A primeira coisa a respeito de nós é que temos um plano eterno, transcendental. Um plano maior. Não há nova identidade que mude isso, nem se quiséssemos, pois nosso ser não está firmado na nova tendência de life style. Nossa identidade é eterna e imutável, porque tem origem no Ser imutável e real do Deus criador.

A segunda coisa é que fomos feitos para a santidade e para as boas obras que Deus nos deixou (Ef. 2.10). Uma implicação imediata desse fato é que não fomos feitos para nós mesmos. Não fazemos o que nos convém. Antes, seremos nós mesmos quando nos submetermos ao “bom propósito da vontade de Deus”. Pode parecer estranho para sua mente pós-moderna, mas você não faz o que quer, assim como seu celular não foi feito pra funcionar quando ele bem entender.

Mas o terceiro ponto é que nossa existência é para o “louvor da Sua gloriosa graça”. O que isso pode nos ensinar sobre regras de etiqueta na rede mundial de computadores? Tudo! Esse é o remédio para a glorificação pessoal em massa que ocorre nos Instagram da vida. Se aplicarmos essa verdade toda vez que pensarmos em expor algo nas internet da vida, teremos um filtro poderoso e mais, uma reorientação para os propósitos de nossa vida de navegadores digitais.

Mancha no(a) nosso(a) selfie

Agostinho definiu a essência do pecado como sendo virado para dentro de nós mesmos [1]. Isso é o que poderíamos chamar de ego.

Timothy Keller, em seu pequeno e poderoso livro “ego transformado” [2], nos mostra quatro características do grande ego humano: incomoda, sempre chamando a atenção; é atarefado, sempre trabalhando para mais visibilidade; é frágil, pois corre sempre o risco de ser ferido; por fim, é vazio, grande e oco.

Não subestime a questão por sua sutileza. A tentação do jardim supramencionada, o primeiro pecado, ainda está em nossas veias. Queremos ser iguais a Deus, e para isso, queremos a glória e a atenção de um deus, nem que seja em formato de likes, seguidores e emojis de aplausos. Queremos que o mundo compre a escultura que fizemos de nós mesmos, nem que seja por quinze segundos. Depois de 24 horas, precisaremos criar outra escultura, sem nunca nos saciarmos.
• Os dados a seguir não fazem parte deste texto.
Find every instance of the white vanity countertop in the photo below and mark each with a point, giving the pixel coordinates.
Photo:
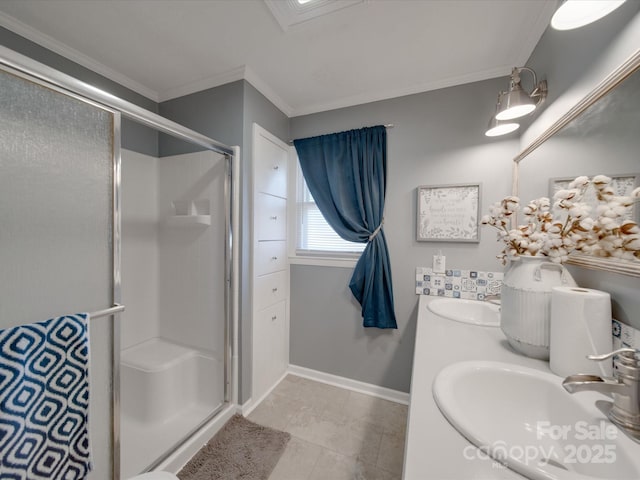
(434, 449)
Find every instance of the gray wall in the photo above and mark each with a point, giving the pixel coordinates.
(564, 57)
(438, 138)
(134, 136)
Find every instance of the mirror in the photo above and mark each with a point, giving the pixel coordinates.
(600, 135)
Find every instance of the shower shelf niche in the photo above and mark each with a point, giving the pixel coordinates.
(190, 213)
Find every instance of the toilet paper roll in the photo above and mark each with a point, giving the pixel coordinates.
(580, 325)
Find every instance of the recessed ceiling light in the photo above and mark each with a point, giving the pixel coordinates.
(577, 13)
(294, 12)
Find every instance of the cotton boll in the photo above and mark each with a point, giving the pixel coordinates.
(600, 180)
(629, 227)
(619, 210)
(632, 243)
(579, 182)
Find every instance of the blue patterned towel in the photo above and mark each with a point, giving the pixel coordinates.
(44, 400)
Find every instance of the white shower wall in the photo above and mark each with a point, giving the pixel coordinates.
(191, 275)
(140, 248)
(172, 275)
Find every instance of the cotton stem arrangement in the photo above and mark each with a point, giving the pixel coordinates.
(569, 225)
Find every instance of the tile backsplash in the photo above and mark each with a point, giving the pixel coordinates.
(625, 336)
(475, 285)
(467, 284)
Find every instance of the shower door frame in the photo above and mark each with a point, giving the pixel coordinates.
(31, 70)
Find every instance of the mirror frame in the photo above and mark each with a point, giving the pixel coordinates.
(615, 78)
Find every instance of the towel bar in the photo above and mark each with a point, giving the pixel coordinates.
(107, 311)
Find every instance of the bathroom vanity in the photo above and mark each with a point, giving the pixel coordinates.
(436, 450)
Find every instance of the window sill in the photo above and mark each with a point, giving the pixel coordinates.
(324, 261)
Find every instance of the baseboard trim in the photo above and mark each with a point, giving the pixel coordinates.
(250, 405)
(350, 384)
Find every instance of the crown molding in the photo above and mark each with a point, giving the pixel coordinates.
(69, 53)
(251, 77)
(206, 83)
(395, 93)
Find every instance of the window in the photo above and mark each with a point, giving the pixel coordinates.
(313, 234)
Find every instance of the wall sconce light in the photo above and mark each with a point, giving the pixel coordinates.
(517, 102)
(500, 127)
(577, 13)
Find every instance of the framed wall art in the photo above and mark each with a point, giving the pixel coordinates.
(448, 213)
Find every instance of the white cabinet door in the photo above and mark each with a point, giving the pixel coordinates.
(270, 289)
(270, 217)
(270, 347)
(270, 256)
(271, 169)
(270, 277)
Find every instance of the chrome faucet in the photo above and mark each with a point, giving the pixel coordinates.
(624, 387)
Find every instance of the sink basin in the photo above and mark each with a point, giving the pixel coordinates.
(467, 311)
(523, 418)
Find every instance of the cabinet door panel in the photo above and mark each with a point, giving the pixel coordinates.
(270, 256)
(270, 217)
(270, 289)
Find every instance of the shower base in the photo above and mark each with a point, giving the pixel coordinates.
(167, 390)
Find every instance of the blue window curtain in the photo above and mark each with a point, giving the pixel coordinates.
(346, 175)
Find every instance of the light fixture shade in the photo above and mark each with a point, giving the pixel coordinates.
(514, 104)
(497, 128)
(577, 13)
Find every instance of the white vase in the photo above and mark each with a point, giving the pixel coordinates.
(526, 303)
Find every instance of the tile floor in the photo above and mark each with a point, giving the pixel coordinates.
(336, 434)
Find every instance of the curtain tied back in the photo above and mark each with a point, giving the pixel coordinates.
(346, 175)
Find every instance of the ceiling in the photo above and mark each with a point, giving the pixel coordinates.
(368, 50)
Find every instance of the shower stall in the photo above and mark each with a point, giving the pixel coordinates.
(172, 363)
(152, 234)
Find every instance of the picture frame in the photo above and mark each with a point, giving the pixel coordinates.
(448, 213)
(622, 184)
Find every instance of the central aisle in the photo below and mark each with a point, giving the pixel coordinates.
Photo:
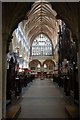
(42, 99)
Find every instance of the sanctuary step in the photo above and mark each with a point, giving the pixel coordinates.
(13, 111)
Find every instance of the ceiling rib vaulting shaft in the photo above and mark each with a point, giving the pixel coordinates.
(42, 19)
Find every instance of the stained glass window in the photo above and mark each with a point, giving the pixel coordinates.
(41, 46)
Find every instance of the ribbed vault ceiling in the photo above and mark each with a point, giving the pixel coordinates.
(41, 19)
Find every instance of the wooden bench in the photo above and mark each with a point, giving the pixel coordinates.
(13, 112)
(72, 111)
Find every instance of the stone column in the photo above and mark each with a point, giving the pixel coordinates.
(79, 71)
(0, 60)
(4, 74)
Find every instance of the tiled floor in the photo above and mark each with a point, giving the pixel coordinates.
(43, 99)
Talvez aquele post inocente revele mais do seu pecado do que você imagina.

A solução

Keller nos dá a receita para o ego transformado: autoesquecimento. Ele encontra a o pulo do gato na declaração de Paulo: “pouco me importa ser julgado por vocês ou por qualquer tribunal humano” (1Co 4.3).

Essa é uma aplicação prática da doutrina da justificação. No cristianismo, assim que cremos, recebemos todos os méritos de Jesus, inclusive o elogio “tu és meu filho amado”. Sendo assim, a única opinião que importa, o único julgamento válido já foi declarado. Não precisamos mais da opinião alheia nos aprovando. “A opinião de Deus é a única que importa” [2]. Isso é libertador!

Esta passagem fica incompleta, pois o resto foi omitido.